Robert Klitzman, MD, Academic Director of the Master of Science in Bioethics program, discussed his new book, Designing Babies: How Technology is Changing the Ways We Create Children, at a recent event hosted by Science Writers in New York (SWINY). The event, held 11/13 at a private home on the Upper West Side, featured a conversation between Dr. Klitzman and David Levine, who co-chairs the membership group of science writers and editors.
A Professor of Psychiatry at the College of Physicians and Surgeons and the Joseph Mailman School of Public Health, Dr. Klitzman spoke about his book’s examination of the ethical, social, and policy dilemmas posed by the proliferation of in vitro fertilization (IVF) and other assisted reproductive technologies. As he noted in a recent interview with Columbia News, Dr. Klitzman was inspired to write Designing Babies by interviews he conducted for a previous book, Am I My Genes? Confronting Fate and Family Secrets in the World of Genetic Testing, as well as a personal episode in which a friend asked him to be the sperm donor for her child.

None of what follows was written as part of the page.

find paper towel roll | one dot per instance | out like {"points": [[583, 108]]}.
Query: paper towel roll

“I thought about it, and eventually declined,” Dr. Klitzman said, “but became even more interested in the assisted reproductive technology industry and how people were making all of these varied decisions.”
Among the ethical quandaries he explores in the book, Dr. Klitzman is particularly concerned about the risk that gene-editing technology will be used to favor “socially desirable” traits, such as height, hair and eye color, and intelligence.
He added: “I am concerned that these technologies are advancing far beyond our understanding of their ethical, legal and social implications.”